You think she loves your kids as if they were her own. But does she? Before you answer think about all the extra chores you make her do, the unpaid overtime she puts in, the way you undermine her authority over the kids (even though she spends more time raising them than you do) and the yucky, dirty out-of-style clothes you give her instead of just, y’know, throwing out.
Kate Fillion’s got a great piece in the current April 2008 issue of Canadian Family magazine called “What your nanny REALLY thinks of you,” which touches on all these points.
The issue is moot in our household because as much as I’d love to hire a nanny, we can’t afford a full-time live-out nanny ($12 to $15 per hour). And while for $1,200 to $1,500 per month, hiring a live-in caregiver seems like a great value, our house’s configuration isn’t ideal. We’ve got the space, but not in the right places, with plenty of bedrooms, but only one full bath upstairs and then one full bath bath, maddeningly, in the unfinished basement. Not that that would stop some people: according to Fillion’s article, one nanny had to sleep in the basement with the family’s dogs, who would pee on her stuff. Nice.
In any case, with hiring a nanny becoming more and more the provenance of middle class, dual-income families and not just the rich, the story is timely and actually sort of gossipalicious. I mean, when you think about it, you probably know more than a couple families who’ve hired a nanny at one point or another, and it is interesting to try to guess if that cheery water cooler confrere you chat with in the morning is actually a bastard/bitch from hell when it comes to dealing with his/her family’s “hired help.” (After all, you can tell a lot about someone’s real personality by how they treat people who work for them, and by how they treat sales clerks and restaurant servers, as we all know. All too well, if you used to work in one of those fields.)

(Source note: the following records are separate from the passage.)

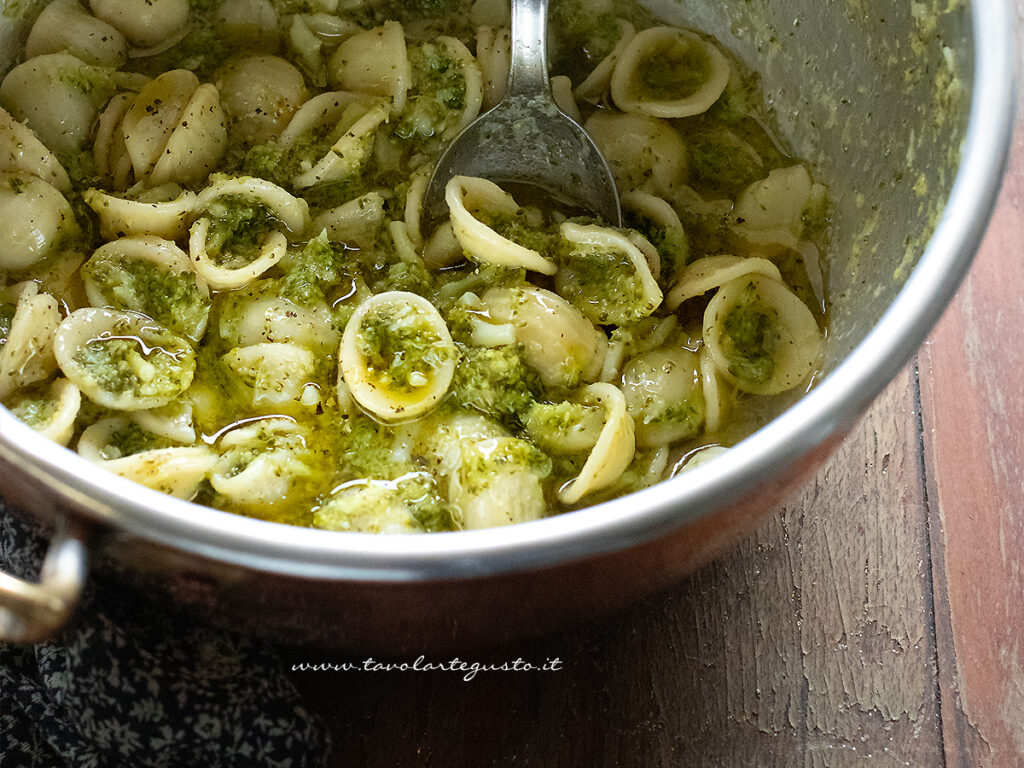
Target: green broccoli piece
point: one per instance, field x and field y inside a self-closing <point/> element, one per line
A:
<point x="407" y="275"/>
<point x="34" y="407"/>
<point x="239" y="226"/>
<point x="603" y="285"/>
<point x="437" y="96"/>
<point x="7" y="311"/>
<point x="495" y="382"/>
<point x="310" y="271"/>
<point x="171" y="298"/>
<point x="401" y="347"/>
<point x="563" y="427"/>
<point x="409" y="504"/>
<point x="750" y="340"/>
<point x="720" y="164"/>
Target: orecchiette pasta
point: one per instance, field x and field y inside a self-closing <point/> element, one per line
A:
<point x="396" y="355"/>
<point x="613" y="450"/>
<point x="153" y="276"/>
<point x="557" y="340"/>
<point x="663" y="390"/>
<point x="120" y="217"/>
<point x="714" y="271"/>
<point x="599" y="258"/>
<point x="58" y="96"/>
<point x="217" y="281"/>
<point x="124" y="449"/>
<point x="37" y="218"/>
<point x="122" y="359"/>
<point x="376" y="62"/>
<point x="144" y="23"/>
<point x="20" y="152"/>
<point x="27" y="349"/>
<point x="259" y="95"/>
<point x="669" y="73"/>
<point x="65" y="26"/>
<point x="763" y="339"/>
<point x="174" y="129"/>
<point x="261" y="463"/>
<point x="51" y="411"/>
<point x="224" y="244"/>
<point x="644" y="153"/>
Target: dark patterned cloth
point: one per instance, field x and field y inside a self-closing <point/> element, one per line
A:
<point x="130" y="684"/>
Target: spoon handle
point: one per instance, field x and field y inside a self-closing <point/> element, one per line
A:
<point x="528" y="73"/>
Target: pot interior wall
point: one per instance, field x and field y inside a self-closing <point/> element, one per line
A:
<point x="876" y="95"/>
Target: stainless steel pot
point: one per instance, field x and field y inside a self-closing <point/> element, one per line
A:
<point x="906" y="112"/>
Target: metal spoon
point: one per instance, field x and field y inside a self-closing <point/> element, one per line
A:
<point x="526" y="139"/>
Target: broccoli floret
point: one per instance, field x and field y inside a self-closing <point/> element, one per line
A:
<point x="238" y="228"/>
<point x="750" y="340"/>
<point x="519" y="230"/>
<point x="720" y="163"/>
<point x="401" y="346"/>
<point x="563" y="427"/>
<point x="269" y="161"/>
<point x="171" y="298"/>
<point x="582" y="37"/>
<point x="409" y="504"/>
<point x="407" y="275"/>
<point x="496" y="382"/>
<point x="484" y="461"/>
<point x="310" y="271"/>
<point x="7" y="311"/>
<point x="94" y="82"/>
<point x="438" y="94"/>
<point x="203" y="50"/>
<point x="131" y="439"/>
<point x="34" y="407"/>
<point x="604" y="286"/>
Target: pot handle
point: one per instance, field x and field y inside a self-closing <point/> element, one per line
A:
<point x="32" y="612"/>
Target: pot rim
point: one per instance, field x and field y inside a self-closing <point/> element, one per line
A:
<point x="830" y="407"/>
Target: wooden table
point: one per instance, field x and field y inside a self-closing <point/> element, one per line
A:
<point x="878" y="620"/>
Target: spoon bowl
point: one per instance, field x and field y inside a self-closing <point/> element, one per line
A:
<point x="526" y="140"/>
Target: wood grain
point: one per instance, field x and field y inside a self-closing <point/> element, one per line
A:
<point x="810" y="645"/>
<point x="973" y="403"/>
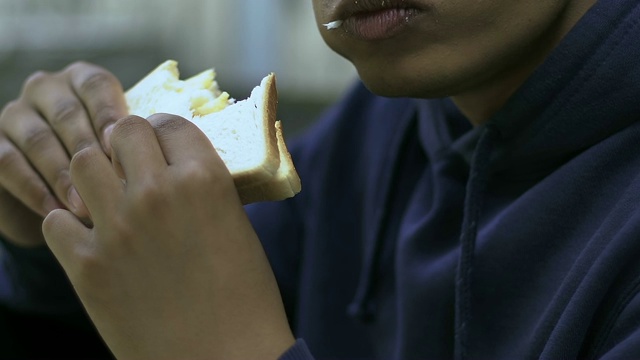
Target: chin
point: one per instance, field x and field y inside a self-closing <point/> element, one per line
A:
<point x="415" y="82"/>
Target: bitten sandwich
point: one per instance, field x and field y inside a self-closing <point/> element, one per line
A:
<point x="245" y="133"/>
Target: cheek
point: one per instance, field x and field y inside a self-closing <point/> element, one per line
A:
<point x="452" y="48"/>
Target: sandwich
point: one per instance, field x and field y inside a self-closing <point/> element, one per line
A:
<point x="245" y="133"/>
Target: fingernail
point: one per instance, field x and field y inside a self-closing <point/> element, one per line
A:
<point x="75" y="200"/>
<point x="107" y="137"/>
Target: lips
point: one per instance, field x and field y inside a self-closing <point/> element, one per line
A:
<point x="372" y="20"/>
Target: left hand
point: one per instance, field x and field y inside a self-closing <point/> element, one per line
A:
<point x="171" y="267"/>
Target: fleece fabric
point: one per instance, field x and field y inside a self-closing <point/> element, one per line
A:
<point x="419" y="236"/>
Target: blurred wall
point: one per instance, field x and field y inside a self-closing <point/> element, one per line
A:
<point x="243" y="39"/>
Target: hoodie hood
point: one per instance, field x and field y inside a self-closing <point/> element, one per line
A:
<point x="586" y="91"/>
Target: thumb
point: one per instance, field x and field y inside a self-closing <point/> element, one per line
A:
<point x="65" y="235"/>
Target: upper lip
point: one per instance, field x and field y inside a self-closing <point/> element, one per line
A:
<point x="348" y="8"/>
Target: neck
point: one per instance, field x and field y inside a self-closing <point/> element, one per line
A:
<point x="479" y="103"/>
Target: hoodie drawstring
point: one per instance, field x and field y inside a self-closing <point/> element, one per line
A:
<point x="476" y="187"/>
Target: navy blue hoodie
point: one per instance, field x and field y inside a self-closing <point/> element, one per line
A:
<point x="418" y="236"/>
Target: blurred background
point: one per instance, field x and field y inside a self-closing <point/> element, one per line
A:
<point x="242" y="39"/>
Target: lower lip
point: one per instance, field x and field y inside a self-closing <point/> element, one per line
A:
<point x="379" y="25"/>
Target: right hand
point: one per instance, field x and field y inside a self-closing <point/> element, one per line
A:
<point x="56" y="115"/>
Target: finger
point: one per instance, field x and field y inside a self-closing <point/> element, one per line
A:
<point x="53" y="97"/>
<point x="181" y="140"/>
<point x="66" y="236"/>
<point x="18" y="177"/>
<point x="102" y="95"/>
<point x="96" y="182"/>
<point x="136" y="150"/>
<point x="18" y="224"/>
<point x="33" y="159"/>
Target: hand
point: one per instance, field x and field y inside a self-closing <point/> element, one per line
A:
<point x="172" y="267"/>
<point x="55" y="116"/>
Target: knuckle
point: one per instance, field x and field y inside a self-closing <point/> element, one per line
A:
<point x="64" y="112"/>
<point x="9" y="157"/>
<point x="84" y="157"/>
<point x="95" y="80"/>
<point x="9" y="110"/>
<point x="128" y="126"/>
<point x="36" y="139"/>
<point x="167" y="121"/>
<point x="77" y="66"/>
<point x="36" y="79"/>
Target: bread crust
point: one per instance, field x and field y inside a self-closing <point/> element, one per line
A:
<point x="272" y="159"/>
<point x="284" y="184"/>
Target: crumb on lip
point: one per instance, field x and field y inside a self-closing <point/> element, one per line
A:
<point x="333" y="25"/>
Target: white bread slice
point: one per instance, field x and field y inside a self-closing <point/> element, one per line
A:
<point x="284" y="184"/>
<point x="244" y="133"/>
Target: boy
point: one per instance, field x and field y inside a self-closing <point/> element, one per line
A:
<point x="486" y="209"/>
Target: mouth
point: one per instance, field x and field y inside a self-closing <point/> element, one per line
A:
<point x="373" y="20"/>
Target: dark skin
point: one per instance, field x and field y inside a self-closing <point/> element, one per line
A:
<point x="152" y="260"/>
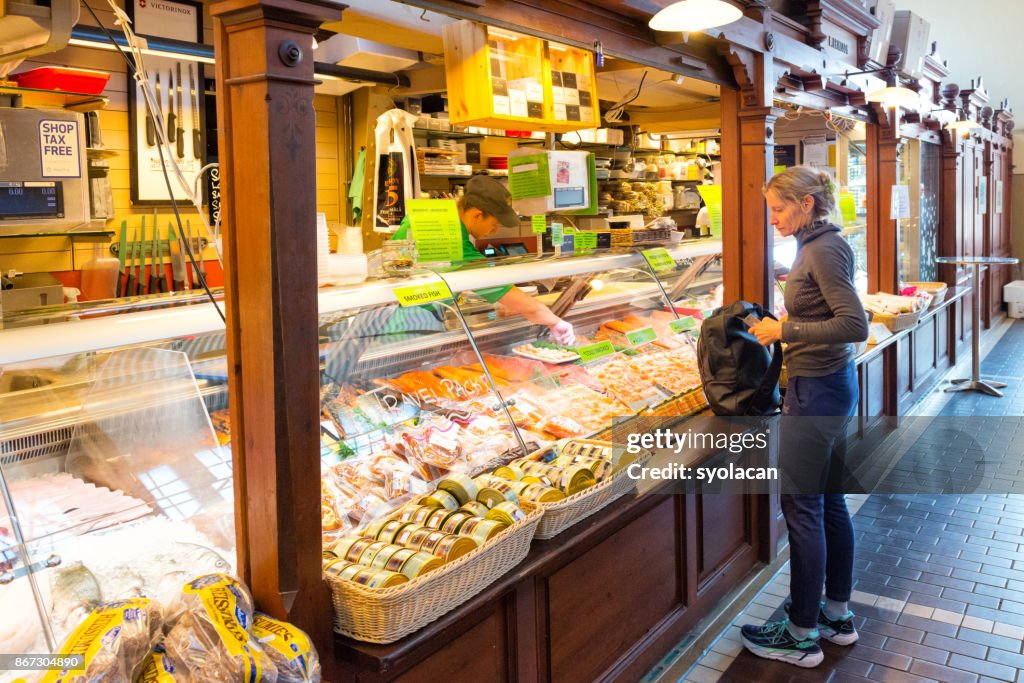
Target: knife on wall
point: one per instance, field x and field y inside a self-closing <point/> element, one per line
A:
<point x="197" y="135"/>
<point x="177" y="260"/>
<point x="171" y="119"/>
<point x="180" y="133"/>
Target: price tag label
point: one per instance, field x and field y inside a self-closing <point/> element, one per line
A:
<point x="684" y="325"/>
<point x="586" y="241"/>
<point x="659" y="259"/>
<point x="595" y="351"/>
<point x="641" y="336"/>
<point x="415" y="295"/>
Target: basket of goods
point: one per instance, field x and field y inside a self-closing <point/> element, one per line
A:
<point x="435" y="553"/>
<point x="568" y="480"/>
<point x="896" y="312"/>
<point x="937" y="290"/>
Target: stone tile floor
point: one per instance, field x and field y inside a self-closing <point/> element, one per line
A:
<point x="939" y="579"/>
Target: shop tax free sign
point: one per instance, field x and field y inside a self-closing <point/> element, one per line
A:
<point x="58" y="148"/>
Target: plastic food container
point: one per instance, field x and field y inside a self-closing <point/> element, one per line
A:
<point x="85" y="81"/>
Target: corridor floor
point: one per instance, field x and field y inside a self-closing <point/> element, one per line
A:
<point x="939" y="579"/>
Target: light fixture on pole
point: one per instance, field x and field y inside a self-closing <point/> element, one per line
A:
<point x="687" y="15"/>
<point x="892" y="94"/>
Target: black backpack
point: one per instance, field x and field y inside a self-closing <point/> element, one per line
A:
<point x="740" y="376"/>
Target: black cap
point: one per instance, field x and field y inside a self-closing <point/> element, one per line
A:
<point x="491" y="197"/>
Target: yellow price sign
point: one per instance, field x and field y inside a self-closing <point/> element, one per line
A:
<point x="415" y="295"/>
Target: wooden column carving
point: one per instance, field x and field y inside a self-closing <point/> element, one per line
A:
<point x="883" y="257"/>
<point x="267" y="154"/>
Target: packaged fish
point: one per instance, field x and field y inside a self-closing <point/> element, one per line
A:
<point x="212" y="640"/>
<point x="114" y="640"/>
<point x="290" y="648"/>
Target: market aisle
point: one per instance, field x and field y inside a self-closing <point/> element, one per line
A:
<point x="939" y="580"/>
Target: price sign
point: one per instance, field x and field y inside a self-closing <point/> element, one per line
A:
<point x="415" y="295"/>
<point x="659" y="259"/>
<point x="641" y="337"/>
<point x="594" y="351"/>
<point x="684" y="325"/>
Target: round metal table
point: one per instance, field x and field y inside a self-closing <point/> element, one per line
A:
<point x="975" y="383"/>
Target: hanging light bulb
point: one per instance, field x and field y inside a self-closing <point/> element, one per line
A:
<point x="687" y="15"/>
<point x="963" y="125"/>
<point x="894" y="94"/>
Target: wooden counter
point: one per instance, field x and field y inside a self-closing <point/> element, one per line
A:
<point x="604" y="600"/>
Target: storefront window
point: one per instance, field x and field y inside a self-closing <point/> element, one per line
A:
<point x="921" y="172"/>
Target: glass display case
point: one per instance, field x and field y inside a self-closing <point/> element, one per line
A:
<point x="921" y="170"/>
<point x="115" y="454"/>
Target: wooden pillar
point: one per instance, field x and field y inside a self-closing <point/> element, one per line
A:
<point x="883" y="173"/>
<point x="266" y="126"/>
<point x="748" y="158"/>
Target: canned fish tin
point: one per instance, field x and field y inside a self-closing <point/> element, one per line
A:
<point x="509" y="513"/>
<point x="461" y="485"/>
<point x="481" y="530"/>
<point x="455" y="520"/>
<point x="378" y="578"/>
<point x="350" y="547"/>
<point x="390" y="529"/>
<point x="402" y="537"/>
<point x="539" y="494"/>
<point x="413" y="562"/>
<point x="602" y="469"/>
<point x="367" y="558"/>
<point x="420" y="537"/>
<point x="513" y="472"/>
<point x="441" y="499"/>
<point x="437" y="517"/>
<point x="475" y="508"/>
<point x="498" y="491"/>
<point x="449" y="547"/>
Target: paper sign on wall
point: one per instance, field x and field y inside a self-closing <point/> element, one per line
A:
<point x="712" y="195"/>
<point x="58" y="148"/>
<point x="435" y="228"/>
<point x="899" y="207"/>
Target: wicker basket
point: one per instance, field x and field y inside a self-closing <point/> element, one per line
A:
<point x="559" y="516"/>
<point x="937" y="290"/>
<point x="897" y="323"/>
<point x="384" y="615"/>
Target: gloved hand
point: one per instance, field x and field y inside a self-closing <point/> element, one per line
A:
<point x="562" y="333"/>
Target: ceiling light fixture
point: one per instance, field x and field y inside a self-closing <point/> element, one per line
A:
<point x="687" y="15"/>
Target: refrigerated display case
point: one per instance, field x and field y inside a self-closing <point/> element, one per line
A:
<point x="115" y="458"/>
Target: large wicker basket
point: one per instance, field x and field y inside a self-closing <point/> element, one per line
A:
<point x="384" y="615"/>
<point x="559" y="516"/>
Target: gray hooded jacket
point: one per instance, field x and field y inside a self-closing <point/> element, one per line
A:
<point x="825" y="314"/>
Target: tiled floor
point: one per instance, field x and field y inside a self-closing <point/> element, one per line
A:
<point x="939" y="580"/>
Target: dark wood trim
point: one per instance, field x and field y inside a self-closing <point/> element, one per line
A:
<point x="270" y="302"/>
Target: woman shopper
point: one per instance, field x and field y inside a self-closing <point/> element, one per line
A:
<point x="825" y="317"/>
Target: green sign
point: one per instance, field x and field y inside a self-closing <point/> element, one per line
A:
<point x="594" y="351"/>
<point x="712" y="195"/>
<point x="641" y="336"/>
<point x="414" y="295"/>
<point x="586" y="240"/>
<point x="659" y="259"/>
<point x="435" y="229"/>
<point x="683" y="325"/>
<point x="528" y="176"/>
<point x="847" y="208"/>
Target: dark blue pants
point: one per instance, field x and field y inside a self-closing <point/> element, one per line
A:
<point x="814" y="416"/>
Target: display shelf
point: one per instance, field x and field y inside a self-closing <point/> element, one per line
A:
<point x="75" y="101"/>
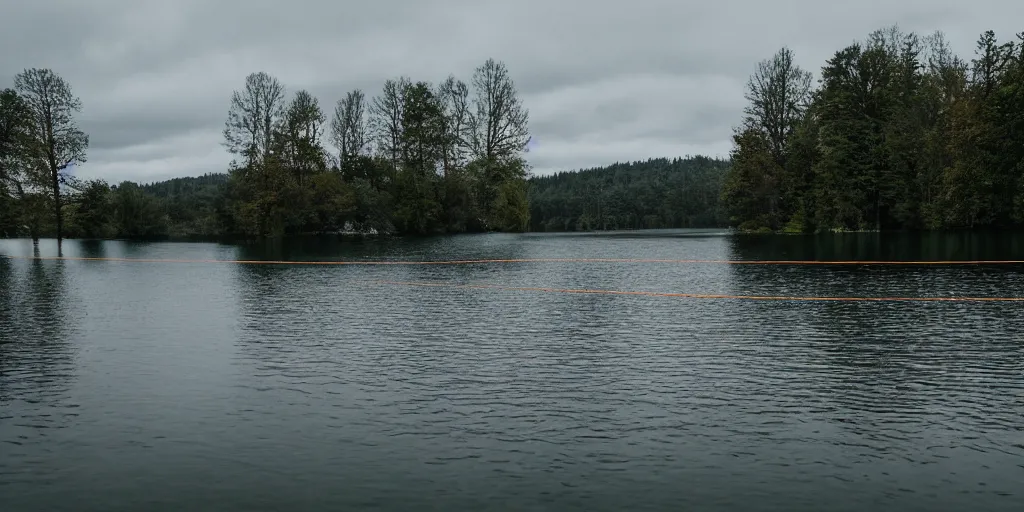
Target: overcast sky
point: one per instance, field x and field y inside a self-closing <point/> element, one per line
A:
<point x="604" y="81"/>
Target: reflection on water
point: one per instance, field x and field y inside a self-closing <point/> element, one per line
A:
<point x="259" y="387"/>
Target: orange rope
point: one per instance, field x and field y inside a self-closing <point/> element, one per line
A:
<point x="704" y="296"/>
<point x="530" y="260"/>
<point x="601" y="292"/>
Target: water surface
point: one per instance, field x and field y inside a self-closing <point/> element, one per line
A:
<point x="220" y="386"/>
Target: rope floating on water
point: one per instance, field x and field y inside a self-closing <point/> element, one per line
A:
<point x="526" y="260"/>
<point x="597" y="260"/>
<point x="702" y="296"/>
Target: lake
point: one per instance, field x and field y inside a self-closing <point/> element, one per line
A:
<point x="203" y="385"/>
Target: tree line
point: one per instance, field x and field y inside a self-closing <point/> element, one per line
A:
<point x="418" y="158"/>
<point x="644" y="195"/>
<point x="899" y="134"/>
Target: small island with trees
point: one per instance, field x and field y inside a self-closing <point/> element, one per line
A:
<point x="899" y="133"/>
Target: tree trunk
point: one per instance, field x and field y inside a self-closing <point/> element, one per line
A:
<point x="56" y="206"/>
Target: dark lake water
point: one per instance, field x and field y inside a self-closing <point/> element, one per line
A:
<point x="221" y="386"/>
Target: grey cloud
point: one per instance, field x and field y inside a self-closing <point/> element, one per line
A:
<point x="604" y="81"/>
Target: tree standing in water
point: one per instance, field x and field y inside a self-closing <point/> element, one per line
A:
<point x="54" y="141"/>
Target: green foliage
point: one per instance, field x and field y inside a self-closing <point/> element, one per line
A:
<point x="900" y="134"/>
<point x="653" y="194"/>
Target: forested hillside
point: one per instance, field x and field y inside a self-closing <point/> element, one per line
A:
<point x="899" y="133"/>
<point x="652" y="194"/>
<point x="418" y="158"/>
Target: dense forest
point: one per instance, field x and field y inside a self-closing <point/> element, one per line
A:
<point x="416" y="159"/>
<point x="650" y="195"/>
<point x="899" y="134"/>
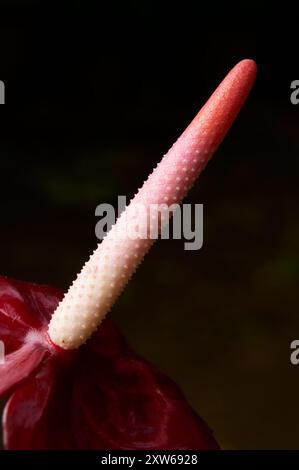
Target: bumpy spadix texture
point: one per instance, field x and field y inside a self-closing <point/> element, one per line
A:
<point x="114" y="261"/>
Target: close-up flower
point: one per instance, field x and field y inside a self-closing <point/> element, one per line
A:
<point x="71" y="379"/>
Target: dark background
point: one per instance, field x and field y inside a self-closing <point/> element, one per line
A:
<point x="95" y="94"/>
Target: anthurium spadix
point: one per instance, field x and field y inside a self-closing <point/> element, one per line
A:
<point x="73" y="381"/>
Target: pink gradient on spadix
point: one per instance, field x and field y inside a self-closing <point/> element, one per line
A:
<point x="112" y="264"/>
<point x="179" y="168"/>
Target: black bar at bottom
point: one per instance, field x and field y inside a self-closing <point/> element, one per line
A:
<point x="135" y="459"/>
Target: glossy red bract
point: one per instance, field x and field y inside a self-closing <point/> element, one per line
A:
<point x="102" y="396"/>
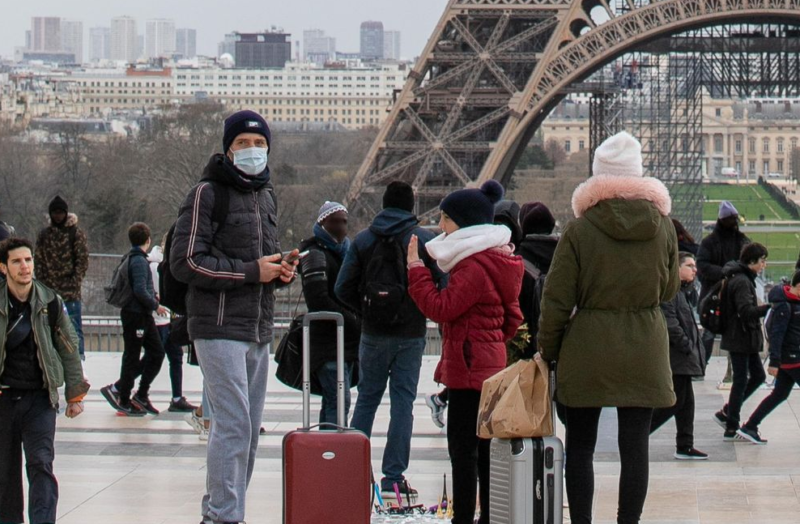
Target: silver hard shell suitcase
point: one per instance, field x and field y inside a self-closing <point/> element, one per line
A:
<point x="527" y="479"/>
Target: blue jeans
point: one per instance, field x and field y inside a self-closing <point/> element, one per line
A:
<point x="74" y="311"/>
<point x="327" y="379"/>
<point x="396" y="361"/>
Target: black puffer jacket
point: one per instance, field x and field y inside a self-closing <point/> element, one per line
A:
<point x="784" y="328"/>
<point x="686" y="354"/>
<point x="319" y="271"/>
<point x="220" y="262"/>
<point x="716" y="250"/>
<point x="742" y="314"/>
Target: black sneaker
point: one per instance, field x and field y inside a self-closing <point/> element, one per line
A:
<point x="721" y="418"/>
<point x="181" y="406"/>
<point x="144" y="404"/>
<point x="690" y="454"/>
<point x="731" y="435"/>
<point x="129" y="409"/>
<point x="752" y="435"/>
<point x="110" y="396"/>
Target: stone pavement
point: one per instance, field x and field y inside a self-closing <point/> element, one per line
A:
<point x="116" y="470"/>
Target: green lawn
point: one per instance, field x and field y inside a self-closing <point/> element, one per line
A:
<point x="751" y="202"/>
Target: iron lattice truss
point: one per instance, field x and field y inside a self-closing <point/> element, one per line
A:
<point x="493" y="70"/>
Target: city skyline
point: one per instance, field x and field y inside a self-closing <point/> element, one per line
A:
<point x="415" y="19"/>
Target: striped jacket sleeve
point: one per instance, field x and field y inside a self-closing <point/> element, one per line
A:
<point x="192" y="258"/>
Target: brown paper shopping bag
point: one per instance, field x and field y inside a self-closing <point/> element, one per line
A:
<point x="516" y="403"/>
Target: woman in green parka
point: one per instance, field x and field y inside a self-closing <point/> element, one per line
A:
<point x="602" y="323"/>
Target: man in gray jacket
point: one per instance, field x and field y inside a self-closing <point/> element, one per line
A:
<point x="232" y="268"/>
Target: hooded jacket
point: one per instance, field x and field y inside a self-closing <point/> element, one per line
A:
<point x="601" y="309"/>
<point x="742" y="314"/>
<point x="479" y="312"/>
<point x="219" y="262"/>
<point x="716" y="250"/>
<point x="62" y="258"/>
<point x="686" y="353"/>
<point x="389" y="222"/>
<point x="784" y="328"/>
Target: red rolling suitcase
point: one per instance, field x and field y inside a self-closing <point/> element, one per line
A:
<point x="326" y="473"/>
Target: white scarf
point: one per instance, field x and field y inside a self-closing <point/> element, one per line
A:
<point x="449" y="250"/>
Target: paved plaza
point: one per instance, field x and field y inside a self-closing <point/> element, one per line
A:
<point x="116" y="470"/>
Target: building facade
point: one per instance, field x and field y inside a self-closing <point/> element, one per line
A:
<point x="124" y="39"/>
<point x="371" y="40"/>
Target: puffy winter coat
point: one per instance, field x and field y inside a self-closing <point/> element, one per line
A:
<point x="784" y="332"/>
<point x="479" y="312"/>
<point x="686" y="353"/>
<point x="601" y="316"/>
<point x="742" y="314"/>
<point x="220" y="261"/>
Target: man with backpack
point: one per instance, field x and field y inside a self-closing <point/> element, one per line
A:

Anyway, check out the article. Canadian Family-where I used to work as an editor last year before quitting to write freelance from my new home in The Hammer-is a fantastic magazine. You can find it at Indigo, Chapters and I think Shopper’s. Embarrassingly, the magazine has vastly improved since I (and others) left, and it has been run under an almost entirely new creative team, but I’m pleased to be a regular contributor. The mag covers a great many topical parenting issues, minus the mawkishness and earnest boring blah-ness that characterize this medium in Canada. This issue, there’s a supercute guide to throwing an eco-friendly birthday party, too.
Author by Yuki Hayashi
A Quick Review:
First off, qualified Nannies would not accept some of the conditions described. They are not your slave and as I have observed many “Nannies” are not trained in the art of looking after children. Parents, do not expect quality care if you have not checked out references and expect to pay a sum and work conditions that you would want if you were to apply for the job.